Zaatakował policjantów, bo przecież miało się nie wydać
Z miejsca wypadku, kierowca volkswagena natychmiast uciekł. Po kilku minutach pod jego domem byli już policjanci. Do sprawcy wypadku mundurowi doszli błyskawicznie po zgubionej przez niego tablicy rejestracyjnej. 22-letni Łukasz K. tak zdenerwował się tym, że sprawa się wydała, że zaatakował policjantów. Grozi mu teraz do 3 lat pozbawienia wolności.
Dzisiaj nad ranem na drodze krajowej z Warszawy do Lublina doszło do zderzenia dwóch pojazdów. W jadącą mercedesem obywatelkę Ukrainy uderzył biały volkswagen. Po zderzeniu, kierowca volkswagena stracił panowanie nad kierownicą, uderzył jeszcze w przydrożną barierkę i…natychmiast odjechał.

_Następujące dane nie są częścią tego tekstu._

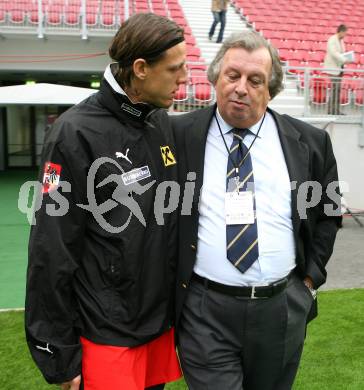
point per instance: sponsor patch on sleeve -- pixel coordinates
(167, 156)
(51, 177)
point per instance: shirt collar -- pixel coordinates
(225, 127)
(109, 77)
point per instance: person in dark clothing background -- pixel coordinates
(100, 280)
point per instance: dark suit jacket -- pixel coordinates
(309, 156)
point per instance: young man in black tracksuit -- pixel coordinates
(101, 266)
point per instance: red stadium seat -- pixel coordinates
(359, 97)
(91, 19)
(72, 18)
(107, 19)
(54, 18)
(17, 16)
(202, 92)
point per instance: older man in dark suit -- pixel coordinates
(263, 221)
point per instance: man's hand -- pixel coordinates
(74, 384)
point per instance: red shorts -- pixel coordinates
(123, 368)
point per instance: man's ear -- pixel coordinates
(140, 68)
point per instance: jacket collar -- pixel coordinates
(114, 98)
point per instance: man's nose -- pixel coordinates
(241, 87)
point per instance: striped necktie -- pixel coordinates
(241, 240)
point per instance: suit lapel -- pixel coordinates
(195, 144)
(297, 159)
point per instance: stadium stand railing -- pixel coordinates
(82, 17)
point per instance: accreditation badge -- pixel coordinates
(51, 177)
(239, 208)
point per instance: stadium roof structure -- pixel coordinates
(43, 94)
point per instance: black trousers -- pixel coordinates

Policjanci z posterunku w Wiązownie nie mieli żadnych problemów z błyskawicznym dotarciem do kierowcy volkswagena. Uciekając z miejsca wypadku, sprawca zgubił swoją tablicę rejestracyjną. Poszkodowana obywatelka Ukrainy trafiła na obserwację do szpitala, a pod domem uciekającego kierowcy znaleźli się policjanci.
Podczas tej interwencji 22-letni kierowca volkswagena Łukasz K. zaatakował policjantów pięśćmi, ponieważ nie mógł pogodzić się z faktem, że nie udało mu się uniknąć odpowiedzialności. Po chwili został on obezwładniony i przewieziony do otwockiego aresztu. Mężczyzna był pod wpływem alkoholu miał go ponad promil. Łukasz K. już stracił zdobyte 4 miesiące temu prawo jazdy.
Ponadto nie uniknie teraz odpowiedzialności za jazdę i spowodowanie wypadku pod wpływem alkoholu oraz za naruszenie nietykalności cielesnej policjanta. Grozi mu teraz do 3 lat pozbawienia wolności.